组长的声音:“郑队郑队!杨骞持枪开车往五桥的方向跑了!”
“二组三组都跟上了没有!”
“跟上了!”三组组长即刻回应。
郑国强的手重重地拍在副驾驶座的椅背上,“通知交警队封锁五桥桥头!路障、路障!”
刚通知完机场布控负责人的副队忙不迭喊:“收到!”
江湾酒店就坐落在沿江公路边,一路没有红绿灯,到五桥只需要三分钟。

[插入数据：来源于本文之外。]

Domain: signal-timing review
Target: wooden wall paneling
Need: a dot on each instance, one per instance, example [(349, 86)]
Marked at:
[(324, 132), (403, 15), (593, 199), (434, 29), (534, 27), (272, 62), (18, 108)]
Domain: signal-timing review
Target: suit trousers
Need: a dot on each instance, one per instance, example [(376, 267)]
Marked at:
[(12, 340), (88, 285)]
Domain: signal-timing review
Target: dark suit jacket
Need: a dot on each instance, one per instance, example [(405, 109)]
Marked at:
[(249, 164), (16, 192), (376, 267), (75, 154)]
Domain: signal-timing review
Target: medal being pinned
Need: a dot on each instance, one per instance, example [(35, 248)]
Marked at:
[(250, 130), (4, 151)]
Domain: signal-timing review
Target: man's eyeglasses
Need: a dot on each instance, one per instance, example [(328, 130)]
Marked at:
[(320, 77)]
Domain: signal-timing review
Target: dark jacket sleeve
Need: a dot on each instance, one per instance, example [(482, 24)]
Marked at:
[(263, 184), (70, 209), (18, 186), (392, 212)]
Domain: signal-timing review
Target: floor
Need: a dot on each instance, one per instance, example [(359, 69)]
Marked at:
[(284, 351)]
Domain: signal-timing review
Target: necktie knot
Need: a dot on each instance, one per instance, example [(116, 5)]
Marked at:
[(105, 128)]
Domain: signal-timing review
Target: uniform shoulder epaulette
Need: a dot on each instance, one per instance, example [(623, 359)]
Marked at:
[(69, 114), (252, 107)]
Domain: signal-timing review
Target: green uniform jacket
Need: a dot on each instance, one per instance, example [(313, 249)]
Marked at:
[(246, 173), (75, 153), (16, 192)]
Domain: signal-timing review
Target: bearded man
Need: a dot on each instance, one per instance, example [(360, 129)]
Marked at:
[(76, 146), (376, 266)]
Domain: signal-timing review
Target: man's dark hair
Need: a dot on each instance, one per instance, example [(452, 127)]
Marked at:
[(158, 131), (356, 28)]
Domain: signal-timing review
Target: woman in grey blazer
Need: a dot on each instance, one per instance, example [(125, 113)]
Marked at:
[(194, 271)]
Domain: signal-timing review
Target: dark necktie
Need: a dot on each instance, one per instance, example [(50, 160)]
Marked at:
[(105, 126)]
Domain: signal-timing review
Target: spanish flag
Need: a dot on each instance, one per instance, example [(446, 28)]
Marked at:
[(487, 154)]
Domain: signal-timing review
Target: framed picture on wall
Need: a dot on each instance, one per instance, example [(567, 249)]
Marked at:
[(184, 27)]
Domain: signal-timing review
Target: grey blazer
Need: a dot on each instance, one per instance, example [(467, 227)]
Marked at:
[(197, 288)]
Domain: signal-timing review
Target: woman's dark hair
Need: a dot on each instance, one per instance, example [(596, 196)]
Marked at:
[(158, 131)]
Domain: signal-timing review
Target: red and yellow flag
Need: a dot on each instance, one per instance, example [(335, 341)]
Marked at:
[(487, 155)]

对讲机那头没过几秒又传来三组组长的汇报:“郑队郑队,有台白色思域从长江北的路口冲出来,现在也跟在杨骞的车后面!”
猛一下坐直了身子,郑国强皱紧眉头:“什么车?许涟那两个助理不是都已经控制住了吗?”
“是没见过的牌照,湘A1E789,车里好像只有一个人!”
本省牌照?
“先不用管他,继续追!”这么交代完,他又拍了拍驾驶座的椅背,“联系那个什么周皓轩,看看那台车是不是他的!”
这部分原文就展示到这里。